Skipping step 1 and going straight to step 4 is the pattern I see teams regret.

The good news is that getting visibility doesn't require a heroic effort. Tools like BuildPulse parse your JUnit XML results across CI runs and surface flake rates per test, trend data, and which tests are most disruptive — so you can make a prioritized fix list before the merge queue turns those tests into everyone's problem.

If you want to start manually, the signal is in your CI logs. A test that appears in failure reports more than twice a week but has no corresponding code change in the diff is almost certainly flaking. Track it in a spreadsheet for two weeks. You'll have enough signal to prioritize.

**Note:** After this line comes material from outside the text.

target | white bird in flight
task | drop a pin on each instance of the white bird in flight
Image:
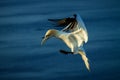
(74, 39)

What a pre-queue flake gate looks like

Once you have flake data, you can build a lightweight gate that keeps the queue clean. Here's a simple GitHub Actions job that fails if a known-flaky test is included in a PR without an explicit waiver:

# .github/workflows/flake-gate.yml
name: Flake gate

on:
  pull_request:
    branches: [main]

jobs:
  check-flaky-tests:
    runs-on: ubuntu-latest
    steps:
      - uses: actions/checkout@v4

      - name: Check for quarantined test changes
        run: |
          # quarantined.txt is a list of test file paths with known flake rates > 5%
          # maintained by the platform team, updated weekly from BuildPulse exports
          CHANGED=$(git diff --name-only origin/main...HEAD)
          while IFS= read -r quarantined; do
            if echo "$CHANGED" | grep -qF "$quarantined"; then
              echo "ERROR: $quarantined is in the flake quarantine list."
              echo "Fix the flake or get a waiver from #platform before merging."
              exit 1
            fi
          done < quarantined.txt
          echo "No quarantined tests modified. Gate passed."

This is deliberately simple. The point isn't to block all flaky tests — it's to force a conversation when someone modifies a test that's already known to be unreliable. Combine this with a weekly review of the quarantine list and you have a feedback loop that actually shrinks the list over time rather than letting it grow silently.

For a deeper look at quarantine patterns, this post on test quarantine strategies covers the tradeoffs between hard blocks, soft warnings, and automatic retry with reporting.

The audit angle (if compliance is your context)

If your organization is SOC 2 or ISO 27001 compliant, your merge controls aren't just a developer experience feature — they're part of your change management evidence. When an auditor asks "how do you ensure only reviewed, tested changes reach production," the answer usually includes CI gates and branch protection rules.

A merge queue with a high flake rate quietly undermines that story. If tests are failing and being retried automatically until they pass, the "CI gate" is doing less work than the audit trail suggests. A failed run that eventually passes via retry — without any code change — is a signal worth tracking.

Being able to show an auditor that your flake rate is below 1% and trending down is a meaningfully stronger posture than "we have a merge queue." It's also just true, which tends to hold up better under scrutiny.

The actual fix is boring but it works

Nothing here is glamorous. The path is: measure flake rates, prioritize by impact on queue throughput, fix the top offenders, gate on flake rate, then enjoy the merge queue you paid for.

The teams that get full value from merge queues — consistently fast, rarely blocked — didn't get there by configuring the queue better. They got there by making their test suite trustworthy first.

The queue is a machine. Feed it garbage, get garbage throughput. Feed it reliable CI signal, and it genuinely does what the pitch deck says.